The terms of the Securities Purchase Agreement (the "Agreement") dated March 12, 2013, between The Canadian Special Opportunity Fund, L.P. ("CSOF") and Olivut provide the flexibility to alter tranche financing based on cash flow requirements and current market conditions. Therefore, in order to avoid unnecessary dilution at current stock prices Olivut has requested a reduction in funding at this time and accordingly, pursuant to the terms of the Agreement, CSOF has elected to postpone the next cash advance. Also, as contemplated in Olivut's press release dated December 18, 2013, CSOF was issued 298,679 shares of the Company on January 13, 2014 at $0.1741 per share as repayment for the $52,000 tranche funding received on December 16, 2013.
Copies of the qualifying base shelf prospectus dated March 11, 2013, the prospectus supplement dated March 12, 2013 and specific Pricing Supplements for securities issued are available on SEDAR. These documents, as well as any documents incorporated therein by reference may be obtained on request without charge from Olivut, at its offices located at 27010 Highway 16, 14 Mountain Park Properties, Jasper East, Alberta, or by faxing a written request to (780) 866-3713, by mail to P.O. Box 6690 Hinton, Alberta T7V 1X8 or by accessing the disclosure documents available through the internet on the Canadian System for Electronic Document Analysis and Retrieval (SEDAR) website at www.sedar.com. Unless provided otherwise in a pricing supplement, the following is a description of a purchaser's statutory rights:
Securities legislation in certain of the provinces of Canada provides purchasers with the right to withdraw from an agreement to purchase securities. This right may be exercised within two business days after receipt or deemed receipt of a prospectus and any amendment. In several of the provinces, the securities legislation further provides a purchaser with remedies for rescission or, in some jurisdictions, revision of the price or damages if the prospectus and any amendment are not delivered to the purchaser, provided that the remedies for rescission, revisions of the price or damages are exercised by the purchaser within the time limit prescribed by the securities legislation of the purchaser's province. However, such rights and remedies will not be available to purchasers of common shares distributed under the prospectus supplement because the prospectus, the prospectus supplement and the relevant pricing supplement will not be delivered to purchasers, as permitted under a decision document issued by the Alberta Securities Commission on December 5, 2012. The securities legislation further provides a purchaser with remedies for recession or, in some jurisdictions, revisions of the price or damages, if the prospectus and any amendment contain a misrepresentation, provided that the remedies for recession, revisions of the price or damages are exercised by the purchaser within the time limit prescribed by the securities legislation of the purchaser's province. Such remedies remain unaffected by the non-delivery of the prospectus permitted under the decision documents referred to above.

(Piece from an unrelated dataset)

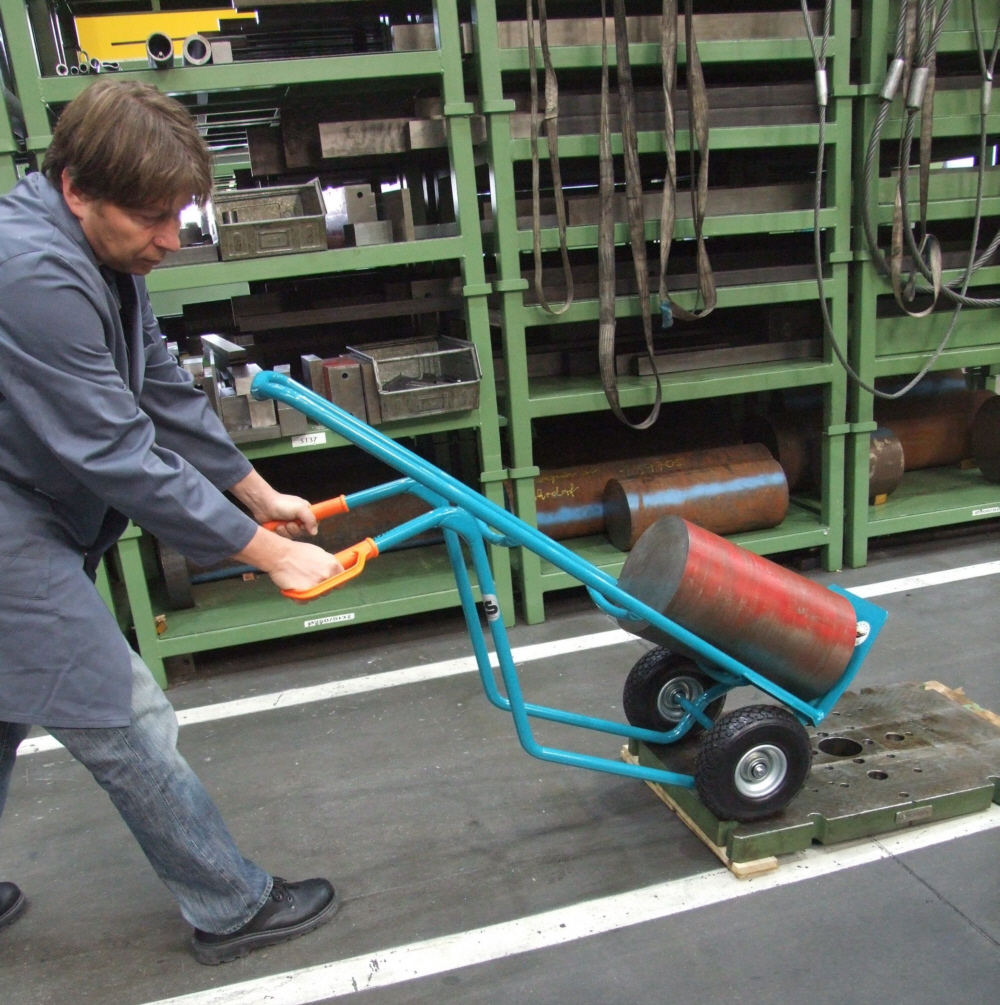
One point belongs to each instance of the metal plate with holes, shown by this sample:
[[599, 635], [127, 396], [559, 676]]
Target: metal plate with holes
[[885, 759]]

The purchaser should refer to any applicable provisions of the securities legislation of the purchaser's province for the particulars of these rights or consult with a legal adviser.
On December 16, 2013 the Company filed the audited Financial Statements as at and for the Years Ended October 31, 2013 and 2012 and the Management's Discussion and Analysis for the year ended October 31, 2013.
Olivut is a diamond exploration company with a 100% mineral interest in over 130,000 acres in the HOAM Project in Canada's Northwest Territories. Please visit www.olivut.com for detailed corporate and project information.
This press release contains forward-looking statements with respect to the Company, and matters concerning the raising of additional capital, the business, operations, strategy, and financial performance of the Company. Actual results may differ materially from those indicated by such statements. These statements generally, but not always, can be identified by use of forward-looking words such as "may", "will", "expect", "estimate", "anticipate", "intends", "believe" or "continue" or the negative thereof or similar variations. All statements, other than statements of historical fact, included herein, including, without limitations statements regarding future production, are forward-looking statements that involve various risks and uncertainties. There can be no assurance that such statements will prove to be accurate and actual results and future events could differ materially from those anticipated in such statements. Such forward-looking statements are qualified in their entirety by the inherent risks and uncertainties surrounding future expectations, including that the estimates and projections regarding the Company's properties are realized. Forward-looking statements are based on a number of assumptions which may prove to be incorrect. Unless otherwise stated, all forward looking statements speak only as of the date of this press release and the Company does not undertake any obligation to update such statements except as required by law.
Leni Keough, P.Geo., President and Chief Executive Officer
Neither TSX Venture Exchange nor its Regulation Services Provider (as that term is defined in policies of the TSX Venture Exchange) accepts responsibility for the adequacy or accuracy of this release.